Maria Eugenia Chollet¹, Ellen Skarpen², Nina Iversen³, Per Morten Sandset⁴, Grethe Skretting¹

Affiliations

¹ Department of Hematology, Oslo University Hospital Rikshospitalet, 0424 Oslo, Norway ; Research Institute of Internal Medicine, Oslo University Hospital Rikshospitalet, Box 4950 Nydalen, 0424 Oslo, Norway.
² Core Facility for Advanced Light Microscopy, Institute for Cancer Research, Oslo University Hospital, Montebello, 0379 Oslo, Norway.
³ Department of Medical Genetics, Oslo University Hospital Ulleval, Oslo, Norway.
⁴ Department of Hematology, Oslo University Hospital Rikshospitalet, 0424 Oslo, Norway ; Institute of Clinical Medicine, University of Oslo, Oslo, Norway.

Abstract

Some inherited coagulation factor deficiencies are caused by intracellular retention or degradation of misfolded proteins, and chemical chaperones have been shown to reverse protein misfolding.

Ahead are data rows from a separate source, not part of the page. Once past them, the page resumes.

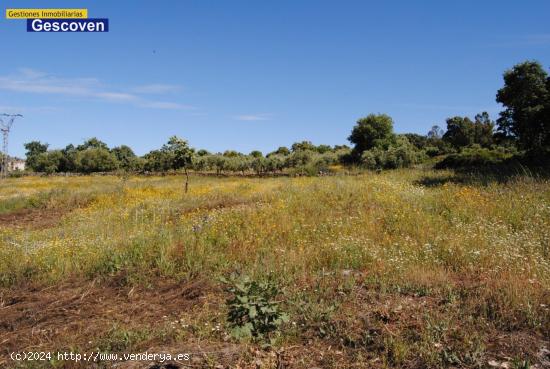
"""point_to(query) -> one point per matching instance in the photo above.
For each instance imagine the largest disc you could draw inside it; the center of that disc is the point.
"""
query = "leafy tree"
(375, 130)
(181, 154)
(68, 162)
(125, 156)
(95, 160)
(302, 146)
(231, 153)
(34, 149)
(92, 143)
(282, 150)
(460, 132)
(483, 130)
(48, 162)
(321, 149)
(158, 161)
(435, 132)
(526, 97)
(401, 154)
(202, 152)
(419, 141)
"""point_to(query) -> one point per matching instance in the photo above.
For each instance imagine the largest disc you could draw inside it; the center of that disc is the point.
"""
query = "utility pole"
(6, 122)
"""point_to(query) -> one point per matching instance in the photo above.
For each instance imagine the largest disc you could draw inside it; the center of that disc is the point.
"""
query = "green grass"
(416, 268)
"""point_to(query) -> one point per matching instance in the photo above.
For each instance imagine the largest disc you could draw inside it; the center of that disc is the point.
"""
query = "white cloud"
(166, 105)
(253, 117)
(157, 88)
(32, 81)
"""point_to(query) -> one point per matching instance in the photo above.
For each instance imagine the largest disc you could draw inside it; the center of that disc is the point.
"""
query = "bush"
(253, 311)
(400, 155)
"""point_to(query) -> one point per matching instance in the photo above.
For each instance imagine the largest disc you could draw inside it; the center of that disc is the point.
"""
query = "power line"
(6, 122)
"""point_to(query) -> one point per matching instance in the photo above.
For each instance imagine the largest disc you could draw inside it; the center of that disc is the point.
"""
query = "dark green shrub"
(253, 311)
(474, 156)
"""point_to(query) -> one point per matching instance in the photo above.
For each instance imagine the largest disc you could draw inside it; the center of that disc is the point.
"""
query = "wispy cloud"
(157, 88)
(23, 110)
(253, 117)
(32, 81)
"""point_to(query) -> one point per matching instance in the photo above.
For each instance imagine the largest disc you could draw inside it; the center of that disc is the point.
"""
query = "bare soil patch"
(33, 218)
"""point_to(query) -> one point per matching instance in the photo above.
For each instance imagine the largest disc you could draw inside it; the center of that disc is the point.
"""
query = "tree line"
(522, 129)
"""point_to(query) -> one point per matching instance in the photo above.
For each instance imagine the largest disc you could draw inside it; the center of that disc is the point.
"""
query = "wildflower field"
(401, 269)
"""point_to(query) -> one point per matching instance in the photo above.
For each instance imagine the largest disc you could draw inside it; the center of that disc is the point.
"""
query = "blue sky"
(251, 75)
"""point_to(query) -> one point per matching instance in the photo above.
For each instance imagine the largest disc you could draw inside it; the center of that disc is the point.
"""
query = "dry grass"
(400, 269)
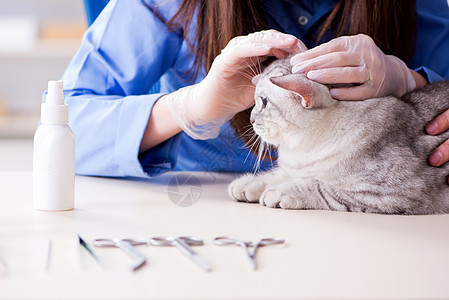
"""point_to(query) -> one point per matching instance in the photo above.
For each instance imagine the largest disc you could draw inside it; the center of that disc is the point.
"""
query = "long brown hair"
(391, 24)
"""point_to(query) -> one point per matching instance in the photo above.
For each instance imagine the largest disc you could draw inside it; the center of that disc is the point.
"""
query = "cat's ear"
(295, 83)
(255, 79)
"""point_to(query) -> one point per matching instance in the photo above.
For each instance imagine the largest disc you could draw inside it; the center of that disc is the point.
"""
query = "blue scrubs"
(128, 59)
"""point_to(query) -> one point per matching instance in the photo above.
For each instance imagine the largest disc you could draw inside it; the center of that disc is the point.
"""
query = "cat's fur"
(362, 156)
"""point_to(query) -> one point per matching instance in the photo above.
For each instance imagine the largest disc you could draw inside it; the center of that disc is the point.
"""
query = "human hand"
(355, 59)
(202, 109)
(438, 125)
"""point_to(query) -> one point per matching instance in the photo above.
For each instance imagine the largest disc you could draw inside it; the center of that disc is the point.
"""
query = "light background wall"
(25, 71)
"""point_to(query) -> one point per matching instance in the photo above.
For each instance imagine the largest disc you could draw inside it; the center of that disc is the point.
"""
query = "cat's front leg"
(301, 194)
(249, 187)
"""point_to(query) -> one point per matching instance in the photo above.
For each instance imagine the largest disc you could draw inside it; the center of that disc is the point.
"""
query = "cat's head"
(286, 104)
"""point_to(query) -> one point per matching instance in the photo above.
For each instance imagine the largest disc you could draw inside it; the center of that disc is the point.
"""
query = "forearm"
(161, 125)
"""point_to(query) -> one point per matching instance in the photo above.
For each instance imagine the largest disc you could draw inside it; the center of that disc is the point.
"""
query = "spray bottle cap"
(55, 95)
(54, 111)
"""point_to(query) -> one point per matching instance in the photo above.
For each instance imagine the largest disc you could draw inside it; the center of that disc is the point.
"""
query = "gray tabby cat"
(362, 156)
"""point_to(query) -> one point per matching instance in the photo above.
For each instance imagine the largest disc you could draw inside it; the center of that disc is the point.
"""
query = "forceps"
(127, 245)
(229, 240)
(183, 243)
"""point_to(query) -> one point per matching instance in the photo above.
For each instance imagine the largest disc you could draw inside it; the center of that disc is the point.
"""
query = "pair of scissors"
(230, 240)
(183, 243)
(126, 245)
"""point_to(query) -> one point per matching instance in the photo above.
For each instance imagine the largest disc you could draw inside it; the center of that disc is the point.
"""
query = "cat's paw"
(276, 197)
(247, 188)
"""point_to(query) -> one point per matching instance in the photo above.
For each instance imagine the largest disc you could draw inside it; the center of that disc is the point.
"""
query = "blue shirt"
(128, 59)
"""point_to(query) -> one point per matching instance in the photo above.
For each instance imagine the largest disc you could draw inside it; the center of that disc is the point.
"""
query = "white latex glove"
(201, 109)
(355, 59)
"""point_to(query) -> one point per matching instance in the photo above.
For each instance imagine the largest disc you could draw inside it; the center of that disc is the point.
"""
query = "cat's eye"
(264, 101)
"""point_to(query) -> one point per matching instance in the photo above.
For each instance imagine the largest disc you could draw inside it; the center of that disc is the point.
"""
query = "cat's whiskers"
(246, 74)
(251, 144)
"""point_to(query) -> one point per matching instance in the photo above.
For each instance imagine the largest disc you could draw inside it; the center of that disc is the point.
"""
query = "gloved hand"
(355, 59)
(201, 109)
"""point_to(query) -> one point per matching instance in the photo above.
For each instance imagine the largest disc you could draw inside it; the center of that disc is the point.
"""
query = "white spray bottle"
(54, 154)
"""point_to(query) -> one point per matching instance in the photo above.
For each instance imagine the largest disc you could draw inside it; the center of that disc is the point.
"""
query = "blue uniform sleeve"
(431, 57)
(107, 85)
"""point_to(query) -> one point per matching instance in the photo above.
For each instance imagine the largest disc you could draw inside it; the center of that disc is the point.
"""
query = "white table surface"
(328, 255)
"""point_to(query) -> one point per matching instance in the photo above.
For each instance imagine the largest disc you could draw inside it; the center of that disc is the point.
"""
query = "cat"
(359, 156)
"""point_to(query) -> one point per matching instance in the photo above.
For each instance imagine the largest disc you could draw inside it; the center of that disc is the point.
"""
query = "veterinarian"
(154, 83)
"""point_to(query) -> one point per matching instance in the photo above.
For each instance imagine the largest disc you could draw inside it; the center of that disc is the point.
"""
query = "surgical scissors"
(127, 245)
(230, 240)
(183, 243)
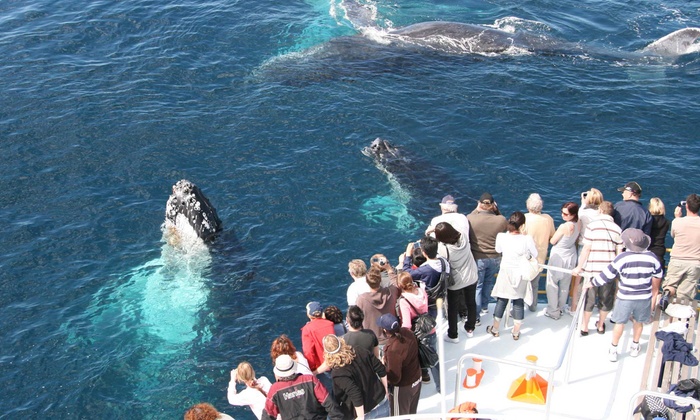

The purpose of the present study was to investigate whether chemical chaperones may improve secretion of the protein CA267T (PCA267T) mutant in a cellular model. Using stably transfected Chinese hamster ovary cells (CHO-K1) expressing PCA267T we demonstrate that sodium 4-phenylbutyrate (PBA) increased the secretion of PCA267T by approximately 4-fold in comparison with untreated cells, and that this secretion seemed to follow an unconventional pathway via the Golgi reassembly stacking protein (GRASP55).

Keywords: Chemical chaperones; GRASP55; Misfolding; Mutant; Protein C.